Enfin, une accalmie se dessine et il se lance.
— Eh bien, Katniss, c'est assurément une soirée très émouvante pour tout le monde. Y a-t-il quelque chose que tu voudrais dire au public ?
Je réponds d'une voix tremblante :
— Seulement que je suis désolée, que j'aurais bien voulu vous inviter tous à mon mariage... mais, au moins, je suis heureuse d'avoir pu vous montrer ma robe. Avez-vous jamais... rien vu d'aussi beau ? Je n'ai pas besoin du signal de Cinna pour savoir que le moment est venu. Je commence à tournoyer sur moi-même, lentement, en levant les bras au-dessus de ma tête. Aux premiers cris de la foule, je me dis que je dois vraiment être éblouissante. Puis je vois monter quelque chose autour de moi. De la fumée. Des flammes. Pas d'inoffensives flammèches comme l'an dernier sur le chariot, mais de vraies flammes, qui engloutissent ma robe. Je commence à paniquer en voyant la fumée s'épaissir. Des fragments de soie calcinée s'élèvent dans les airs, des perles dégringolent en tintant sur la scène. Je n'ose pas m'arrêter, car je n'éprouve pas de brûlure et je devine la main de Cinna derrière cet effet. Alors je continue de pivoter, encore et encore. Pendant une fraction de seconde, je me retrouve complètement enveloppée par les flammes et je cherche mon souffle. Et puis, subitement, le feu s'éteint. Je m'immobilise, en me demandant si je suis nue, et pourquoi Cinna a réduit en cendres ma robe de mariée.

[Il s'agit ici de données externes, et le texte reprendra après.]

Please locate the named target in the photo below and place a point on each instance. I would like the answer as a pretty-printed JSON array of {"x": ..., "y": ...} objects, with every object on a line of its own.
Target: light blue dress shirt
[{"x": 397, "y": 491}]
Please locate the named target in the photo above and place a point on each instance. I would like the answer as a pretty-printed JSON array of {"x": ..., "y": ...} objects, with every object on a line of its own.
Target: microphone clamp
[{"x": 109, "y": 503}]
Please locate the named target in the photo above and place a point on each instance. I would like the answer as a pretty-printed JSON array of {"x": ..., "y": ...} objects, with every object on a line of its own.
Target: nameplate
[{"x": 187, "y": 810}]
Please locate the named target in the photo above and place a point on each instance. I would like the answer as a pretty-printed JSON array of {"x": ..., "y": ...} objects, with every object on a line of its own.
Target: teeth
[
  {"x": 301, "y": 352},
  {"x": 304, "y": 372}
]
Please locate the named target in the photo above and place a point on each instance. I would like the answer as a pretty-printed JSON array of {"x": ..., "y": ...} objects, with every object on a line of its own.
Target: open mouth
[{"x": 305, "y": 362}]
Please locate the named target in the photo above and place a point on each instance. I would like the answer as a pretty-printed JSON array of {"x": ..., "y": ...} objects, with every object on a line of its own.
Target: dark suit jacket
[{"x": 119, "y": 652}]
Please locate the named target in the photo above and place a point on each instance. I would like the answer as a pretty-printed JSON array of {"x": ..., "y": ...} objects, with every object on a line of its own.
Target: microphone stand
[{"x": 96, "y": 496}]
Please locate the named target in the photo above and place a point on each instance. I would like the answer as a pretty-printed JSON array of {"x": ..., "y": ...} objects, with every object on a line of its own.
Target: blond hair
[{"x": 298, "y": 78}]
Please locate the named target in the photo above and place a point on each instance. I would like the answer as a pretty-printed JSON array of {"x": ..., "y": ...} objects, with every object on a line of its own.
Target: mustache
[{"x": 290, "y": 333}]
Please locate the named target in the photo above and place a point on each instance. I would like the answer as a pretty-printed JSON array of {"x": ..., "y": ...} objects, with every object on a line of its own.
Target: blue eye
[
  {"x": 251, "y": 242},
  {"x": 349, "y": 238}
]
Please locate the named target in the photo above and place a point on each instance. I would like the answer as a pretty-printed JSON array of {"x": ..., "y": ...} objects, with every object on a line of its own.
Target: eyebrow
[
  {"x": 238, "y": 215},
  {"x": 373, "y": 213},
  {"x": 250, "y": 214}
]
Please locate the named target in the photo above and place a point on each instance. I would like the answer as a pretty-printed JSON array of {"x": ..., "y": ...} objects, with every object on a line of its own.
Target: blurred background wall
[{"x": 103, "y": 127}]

Mais je ne suis pas nue. Je porte une seconde robe en tout point similaire à ma robe de mariée, sauf qu'elle a la couleur du charbon et se compose de plumes minuscules. Stupéfaite, je lève mes longues manches flottantes dans les airs et c'est alors que je me vois sur l'écran de contrôle. Tout en noir, à l'exception des taches blanches au bout de mes manches. Ou plutôt de mes ailes.
Cinna vient de me transformer en geai moqueur.
18
Des volutes de fumée virevoltent encore autour de moi. Avec une certaine appréhension, Caesar avance la main vers ma tête. Mon voile blanc s'est évaporé, laissant place à un capuchon de gaze noire qui disparaît dans le col de ma robe.
—Des plumes, souffle-t-il. Tu ressembles à un oiseau.
—Un geai moqueur, je pense, dis-je en secouant légèrement mes ailes. L'oiseau qui figure sur la broche que je portais dans l'arène.
Une lueur éclaire brièvement le visage de Caesar : il comprend soudain que mon geai moqueur n'est pas uniquement un bijou. Qu'il symbolise bien davantage, désormais. Que ce qui passe au Capitole pour un spectaculaire changement de costume sera perçu de manière tout autre dans les districts. Mais il s'efforce de faire bonne figure.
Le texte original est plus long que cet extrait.